Harbal wrote: ↑Sat May 18, 2019 9:54 pm
But they are acting in accordance with what they believe to be God's wishes, and they think you are wrong. Now why would God make it perfectly clear to you what is right, but not make it clear to them?
If I were being wry, I'd say, "Well, you'll have to ask Him."
But it's actually a good question, and I'll try to do it some justice, if I can.
As a starting point, what we know for sure is that all answers cannot be simultaneously right...that is, not if they directly contradict. So if we take the three logical possibilities, they are:
1. The Atheist Position -- "There is/are no God/gods."
2. The Polytheist Position -- "There are many gods."
3. The Monotheist Position -- "There is one God."

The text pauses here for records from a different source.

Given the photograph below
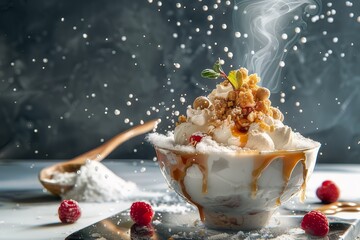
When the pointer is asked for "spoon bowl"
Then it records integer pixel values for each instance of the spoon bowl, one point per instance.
(97, 154)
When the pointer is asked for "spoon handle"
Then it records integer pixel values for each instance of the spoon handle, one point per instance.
(106, 148)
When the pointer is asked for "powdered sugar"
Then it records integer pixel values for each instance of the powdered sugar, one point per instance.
(94, 182)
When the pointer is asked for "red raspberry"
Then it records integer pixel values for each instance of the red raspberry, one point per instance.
(141, 213)
(69, 211)
(328, 192)
(195, 138)
(138, 232)
(315, 223)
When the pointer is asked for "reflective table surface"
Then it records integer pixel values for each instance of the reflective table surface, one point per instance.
(27, 211)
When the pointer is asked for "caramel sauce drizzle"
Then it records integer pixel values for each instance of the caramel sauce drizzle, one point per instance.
(290, 160)
(178, 173)
(243, 137)
(261, 162)
(336, 207)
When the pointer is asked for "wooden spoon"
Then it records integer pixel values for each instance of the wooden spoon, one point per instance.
(97, 154)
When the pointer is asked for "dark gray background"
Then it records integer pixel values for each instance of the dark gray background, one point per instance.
(67, 66)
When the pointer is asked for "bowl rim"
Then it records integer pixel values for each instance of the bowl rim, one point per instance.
(247, 152)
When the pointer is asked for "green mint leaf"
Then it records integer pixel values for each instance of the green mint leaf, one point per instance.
(239, 78)
(210, 73)
(217, 67)
(232, 79)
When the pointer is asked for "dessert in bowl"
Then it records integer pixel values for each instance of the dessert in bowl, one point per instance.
(232, 157)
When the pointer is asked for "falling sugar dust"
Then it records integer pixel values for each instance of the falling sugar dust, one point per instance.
(270, 27)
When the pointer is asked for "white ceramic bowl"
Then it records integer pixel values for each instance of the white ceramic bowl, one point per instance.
(238, 190)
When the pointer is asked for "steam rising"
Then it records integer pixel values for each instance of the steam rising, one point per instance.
(272, 26)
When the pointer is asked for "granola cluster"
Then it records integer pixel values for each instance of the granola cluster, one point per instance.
(248, 104)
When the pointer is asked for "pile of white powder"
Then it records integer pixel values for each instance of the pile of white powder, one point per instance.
(94, 182)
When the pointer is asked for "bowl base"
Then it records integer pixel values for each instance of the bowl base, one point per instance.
(236, 221)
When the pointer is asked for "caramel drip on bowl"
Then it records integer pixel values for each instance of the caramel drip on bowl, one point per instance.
(243, 137)
(178, 173)
(180, 163)
(289, 159)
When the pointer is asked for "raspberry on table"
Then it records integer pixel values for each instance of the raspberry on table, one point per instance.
(328, 192)
(69, 211)
(315, 223)
(141, 213)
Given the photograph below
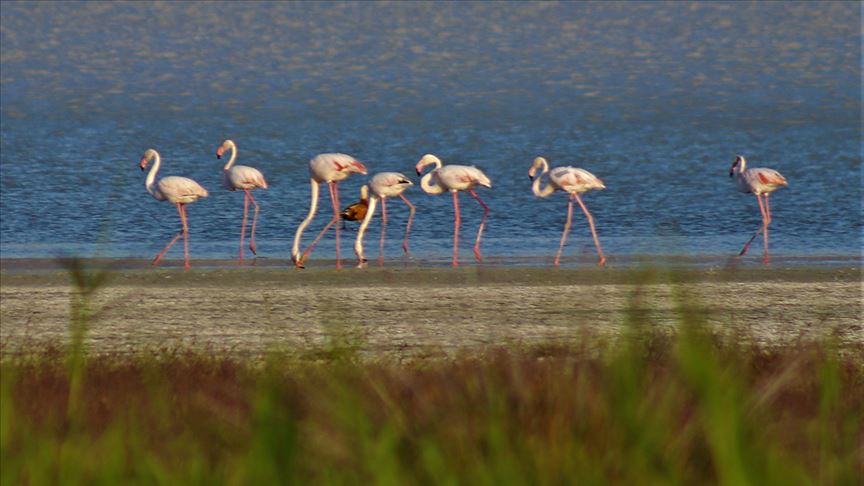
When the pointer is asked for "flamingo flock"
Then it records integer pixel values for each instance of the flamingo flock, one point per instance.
(332, 168)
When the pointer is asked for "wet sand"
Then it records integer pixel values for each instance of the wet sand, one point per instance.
(417, 311)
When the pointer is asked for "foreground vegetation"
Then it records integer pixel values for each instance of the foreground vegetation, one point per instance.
(649, 407)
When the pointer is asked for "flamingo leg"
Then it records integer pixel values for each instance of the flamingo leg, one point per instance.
(593, 230)
(174, 240)
(243, 225)
(755, 234)
(482, 225)
(185, 236)
(766, 215)
(411, 210)
(254, 223)
(383, 231)
(566, 230)
(334, 196)
(456, 221)
(322, 232)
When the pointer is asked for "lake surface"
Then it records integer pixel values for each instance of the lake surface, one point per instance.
(656, 99)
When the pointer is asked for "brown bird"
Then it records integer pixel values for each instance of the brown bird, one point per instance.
(357, 211)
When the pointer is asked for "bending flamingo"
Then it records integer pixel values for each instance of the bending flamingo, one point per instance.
(382, 186)
(178, 190)
(759, 181)
(573, 181)
(329, 168)
(455, 178)
(246, 179)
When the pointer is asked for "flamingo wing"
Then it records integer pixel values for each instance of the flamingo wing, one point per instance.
(181, 189)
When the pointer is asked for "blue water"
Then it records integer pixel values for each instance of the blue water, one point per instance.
(656, 99)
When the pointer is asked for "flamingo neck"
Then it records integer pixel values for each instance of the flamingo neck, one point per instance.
(535, 187)
(151, 176)
(233, 149)
(313, 207)
(428, 187)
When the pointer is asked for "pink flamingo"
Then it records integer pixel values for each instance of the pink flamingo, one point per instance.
(329, 168)
(455, 178)
(178, 190)
(245, 178)
(573, 181)
(759, 181)
(382, 186)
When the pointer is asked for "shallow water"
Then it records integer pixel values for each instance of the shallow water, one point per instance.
(656, 99)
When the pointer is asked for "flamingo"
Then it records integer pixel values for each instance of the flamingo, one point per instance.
(455, 178)
(329, 168)
(178, 190)
(573, 181)
(245, 178)
(382, 186)
(759, 181)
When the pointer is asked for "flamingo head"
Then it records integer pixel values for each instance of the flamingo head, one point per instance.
(356, 167)
(537, 164)
(739, 162)
(427, 159)
(148, 155)
(227, 144)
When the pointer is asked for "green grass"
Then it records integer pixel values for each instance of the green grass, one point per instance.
(650, 407)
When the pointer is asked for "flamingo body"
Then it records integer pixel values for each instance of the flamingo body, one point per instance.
(382, 186)
(177, 190)
(330, 168)
(761, 182)
(453, 179)
(246, 179)
(573, 181)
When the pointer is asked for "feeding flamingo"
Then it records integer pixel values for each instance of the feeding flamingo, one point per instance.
(382, 186)
(245, 178)
(573, 181)
(759, 181)
(180, 191)
(455, 178)
(329, 168)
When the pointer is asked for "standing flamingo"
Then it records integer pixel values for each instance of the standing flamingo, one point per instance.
(759, 181)
(455, 178)
(329, 168)
(246, 179)
(573, 181)
(382, 186)
(178, 190)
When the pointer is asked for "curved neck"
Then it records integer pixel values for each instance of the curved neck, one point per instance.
(295, 249)
(233, 149)
(358, 245)
(429, 188)
(535, 188)
(151, 176)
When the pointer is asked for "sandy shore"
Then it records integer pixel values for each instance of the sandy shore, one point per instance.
(419, 311)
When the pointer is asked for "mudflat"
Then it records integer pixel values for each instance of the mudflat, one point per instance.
(413, 311)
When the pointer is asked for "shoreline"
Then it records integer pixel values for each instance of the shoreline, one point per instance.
(421, 311)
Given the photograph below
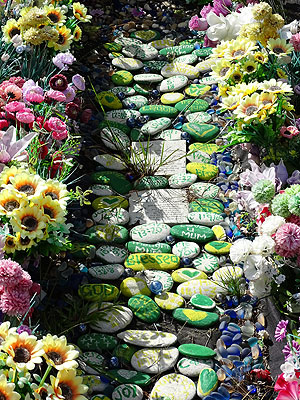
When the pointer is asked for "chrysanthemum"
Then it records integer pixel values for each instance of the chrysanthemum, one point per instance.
(58, 353)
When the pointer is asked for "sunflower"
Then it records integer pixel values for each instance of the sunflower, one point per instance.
(68, 386)
(58, 353)
(29, 221)
(24, 351)
(64, 39)
(10, 29)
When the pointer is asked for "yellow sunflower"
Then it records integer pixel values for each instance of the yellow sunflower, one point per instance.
(30, 221)
(24, 351)
(58, 353)
(69, 386)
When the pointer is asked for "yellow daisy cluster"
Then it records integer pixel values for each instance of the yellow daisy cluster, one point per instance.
(266, 27)
(50, 24)
(31, 204)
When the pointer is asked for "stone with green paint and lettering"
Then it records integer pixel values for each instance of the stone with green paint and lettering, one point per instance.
(196, 351)
(207, 382)
(196, 318)
(122, 78)
(182, 180)
(109, 100)
(134, 285)
(144, 308)
(204, 171)
(151, 182)
(201, 132)
(202, 302)
(169, 301)
(150, 233)
(157, 261)
(117, 181)
(206, 263)
(138, 100)
(138, 247)
(156, 125)
(192, 105)
(186, 249)
(107, 272)
(193, 233)
(158, 110)
(98, 292)
(174, 83)
(187, 274)
(218, 248)
(111, 254)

Now, what we can see, without being at all partisan, is that any two of the three must be wrong. And we don't say that because we're picking one arbitrarily, but because if there is any kind of a god or Gods at all, Atheism cannot be true, and if there are many Gods, then Atheism is also untrue but so is Monotheism -- there is not just one God. And if there is only one God, then both Atheism and Polytheism are not true. But if Atheism is true then both Monotheism and Polytheism are not true, because no kind of God or gods actually exist...
So even without knowing which it is, we can safely say this: most of the world does not have the right answer. To see this point is not to be "intolerant" or anything: it's just to be capable of basic logic, as per Aristotle's Law of Non-Contradiction. It's a sort of dispassionate observation that rationally, everyone sort of has to accept, regardless of one's wishes to the contrary.
Now,
why is that so: is that not your question? Two possible explanations, I would suggest: there is no God, but for some reason we can't really explain, people keep believing in things that don't exist. So evolution has messed us up somehow. Or possibly, there is a God (or gods), and for some reason He (or they) have allowed people the freedom to disbelieve in Him (or them).
Could having the freedom to disbelieve ever be, in any real sense, "good"? Especially if not believing in God has bad consequences (and we shouldn't be surprised if it does, really), is there every a sufficient "good" that would offset that possible "bad"? It would have to be something very, very good, of course; but is there any such thing?
I think there is. It's "relationship." The freedom to develop an authentic relationship with someone is premised on the freedom of both participants, isn't it? I mean, we do have names for situations in which one person
forces relationship upon another, but I don't think that any of those names are complimentary. And the issue of force is a real problem when it comes to us relating to God: how is the Supreme Being, said to be capable of all things He could ever desire to do, going to establish an equitable, balanced, fair and two-equal-participant relationship with mere human beings? The power imbalance is so great that it's hard to imagine that our puny wills could ever be balanced off against such a huge force. Any non-doubtable manifestation of God, and we'd simply be overwhelmed: we'd have no option but to believe, and it would be abundantly clear to us that there was no choice at all but whatever He wanted...
But that's not a relationship. That's force. There's no choice.
So what could God do about this? It's pretty obvious that to make a relationship genuine -- that is, to give us the option of taking or leaving the relationship, whichever we wanted, God would have to severely restrict the showing of His full nature. Ideally, we ought to have a pretty even option of deciding we want a relationship with God, and that we don't: so He couldn't make the world so obviously God-filled that no human being could doubt His existence, but also, if He wanted relationship, He'd have to leave enough evidence in this world to make an offer of relationship plausible. So that's a tough balance to strike.
And a side effect of this is going to be that some people are going to reject the idea of a relationship with God. And that's really bad...morally bad, but also pragmatically bad for people. But it's the only way freedom is possible...freedom for human beings to decide their own loyalties, select their own activities, and most importantly, to love God freely...or not.
So we might then ask, is freedom, and is relationship, worth that price? If some people are going to choose badly, is it worth it for some to choose well?
I think that
if there's no other way that an authentic and two-direction relationship can happen, then it is worthwhile. You may think not...I don't know. But I do think that a lot of people put a very high value on freedom; some have even died for it, or died to give it to others, even. And I do think it's true that there can be no relationship -- at least, not a genuine relationship of love, trust and mutuality -- unless both persons have freedom to define the relationship for themselves. They need to have an unforced choice.
All that being said, maybe the balance is exactly as it has to be. But I honestly have to end with what I said wryly at first: the ultimate answer is not in me, so we would have to ask God about that. I'm simply trying to think it through as best I can see it.
P.S. -- Alas, I must be off for a few days. (Some people say I'm "off" most of the time.

)You have lots of time to consider a response if you think one is worthwhile. But I haven't disappeared permanently, so if you think there's a further note worth adding, I'll get to it then, okay?